How to Attract Swallows

Bring Swallows and Martins to Your Yard

barn swallow

The Spruce / jskbirds 

Swallows, swifts, and martins are beautiful, graceful birds that are highly desirable backyard visitors, but they are not typical backyard birds. Because of that, attracting swallows can be a challenge even for experienced backyard birders with many feeders and a variety of feathered guests. Understanding these birds' unique needs is the key to learning how to attract swallows and enjoy the benefits of having these beauties in your yard.

Why We Love Swallows

Swallows are attractive backyard birds for several reasons. Their graceful, aerobatic, energetic flight can be a joy to watch as they swoop about, and their glossy plumage glitters in the sunlight. They are relatively quiet birds, and while their song is typically musical and chirping, they are less vocal than species such as thrushes or mockingbirds, making them perfect for backyard birders who prefer a quiet landscape. The most desirable characteristic of swallows, swifts, and martins, however, is their voracious appetites.

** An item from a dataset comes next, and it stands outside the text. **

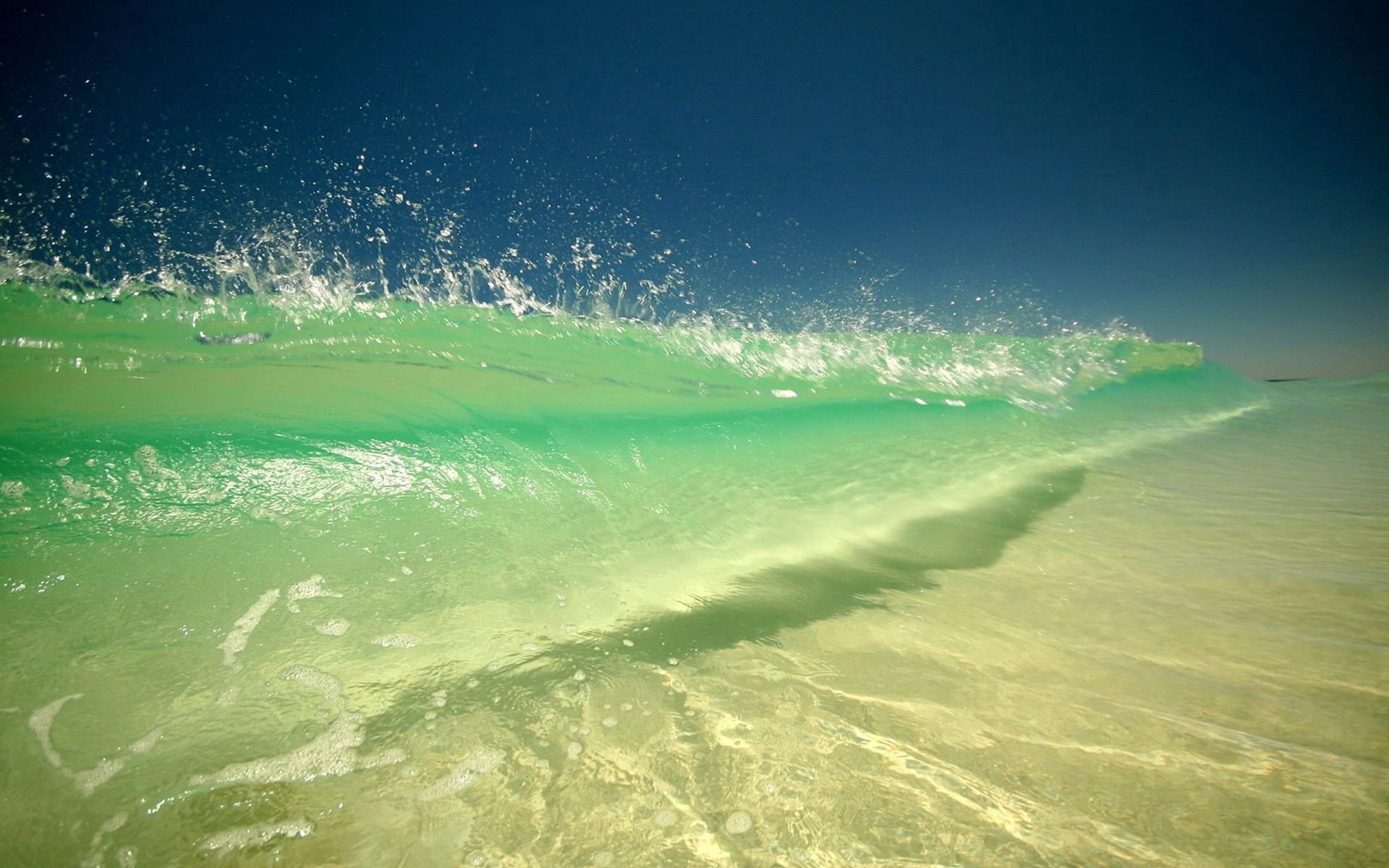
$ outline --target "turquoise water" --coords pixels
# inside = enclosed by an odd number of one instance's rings
[[[0,292],[7,864],[1389,858],[1383,376]]]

These insectivorous birds can consume hundreds of insects every day—from moths to mosquitoes—and inviting a family of them into the yard can provide exceptional (and free!) pest control.

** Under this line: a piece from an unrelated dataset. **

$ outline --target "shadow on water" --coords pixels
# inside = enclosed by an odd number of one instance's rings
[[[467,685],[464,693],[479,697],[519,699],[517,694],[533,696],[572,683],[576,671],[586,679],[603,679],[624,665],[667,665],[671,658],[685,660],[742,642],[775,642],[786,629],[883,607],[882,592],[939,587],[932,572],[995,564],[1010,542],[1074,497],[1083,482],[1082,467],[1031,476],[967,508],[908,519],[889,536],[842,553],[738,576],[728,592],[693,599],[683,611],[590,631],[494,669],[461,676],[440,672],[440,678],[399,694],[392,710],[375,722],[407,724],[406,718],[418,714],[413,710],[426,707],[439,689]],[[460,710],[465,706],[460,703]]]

The swallow species and related birds that are most commonly found in urban and suburban areas, and can thus be attracted to bird-friendly backyards, include:

  • Barn swallow
  • Chimney swift
  • Cliff swallow
  • House martin
  • Pacific swallow
  • Purple martin
  • Tree swallow
  • Violet-green swallow
  • Wire-tailed swallow

Any of these swallow species would be a welcome guest in a birder's backyard, but those yards need to be swallow-friendly before the birds feel at home.

Violet-Green Swallow
Dan Pancamo / Flickr / Used With Permission

How to Attract Swallows, Swifts, and Martins

The key to attracting any specific type of bird is to meet that bird's unique requirements for the basic needs of survival: food, water, shelter, and nesting sites. For swallows, those requirements can be a bit different than other typical passerines and more familiar backyard birds.

  • Food: Swifts, swallows, and martins almost never visit bird feeders, no matter what food is offered. So what do swallows eat? These are insectivorous birds and preserving healthy insect populations is essential for them to have an adequate food source. Avoiding insecticides and pesticides is the first step, and areas of open grass should be large enough to allow the birds to skim low over them while feeding. Leaving grass slightly longer will encourage more insects for the birds to feed on. Some birders have had limited success offering mealworms for swifts and swallows to eat, but it takes a great deal of time and effort to get the birds accustomed to that unusual food source. That effort may be better spent fostering natural insect sources the birds are more familiar with.
  • Water: These birds typically stay near natural water sources, and a nearby lake, large pond, or broad stream is essential for them to drink. As they fly over the water, they skim the surface to dip their bills in for a drink instead of perching to sip. Moving water is more apt to attract swallows, swifts, and martins to yards with noise and sparkles, and a bird bath fountain, bubbler, or mister can be effective in attracting their attention. They may visit larger bird baths, and will often fly through sprinklers or misters for a quick, cool dip.
  • Shelter: While many backyard birds need extensive trees, bushes, and thickets to feel safe and secure, these aerial birds are quite distinct in that they prefer more open areas. They are agile flyers and will soar and dive around yards that have smooth curves and open space. Providing perching spots on wires, clotheslines, or antennas will encourage them to stay nearby.
  • Nesting Sites: Many types of swallows, swifts, and martins are cavity-nesting birds, and they will readily nest in birdhouses or specialized gourds. Leaving dead trees with old woodpecker holes intact will provide additional nesting sites. Some swallow species, such as barn swallows, will build their cup-shaped nests in sheltered areas under eaves on porches and decks or along rooflines. A muddy puddle–perhaps under a gutter downspout or in a sheltered location in the yard–will provide good nesting material to encourage the birds to raise their families in the neighborhood.
Tree Swallow at a Birdhouse
Don DeBold / Flickr / CC by 2.0

More Tips for Attracting Swallows

Even in the most swallow-friendly backyard, it can be difficult to attract these specialized birds on a regular basis. If you want to attract swallows but are having difficulty, consider:

  • Removing large trees to provide more open space and more grassy areas for the birds to fly over while feeding.
  • Adjusting lawn watering schedules as much as local ordinances may allow providing a fly-thru water source for the birds.
  • Putting up wires or a wire antenna high across the yard or roof to provide additional perches with good visibility for birds and birders alike.
  • Adding a nesting shelf under porch eaves to provide a safe, stable place for these birds to build their nests.

Patience is essential for attracting swallows. Over time, if you meet all these birds' unique needs, you will be rewarded with their elegant and graceful company.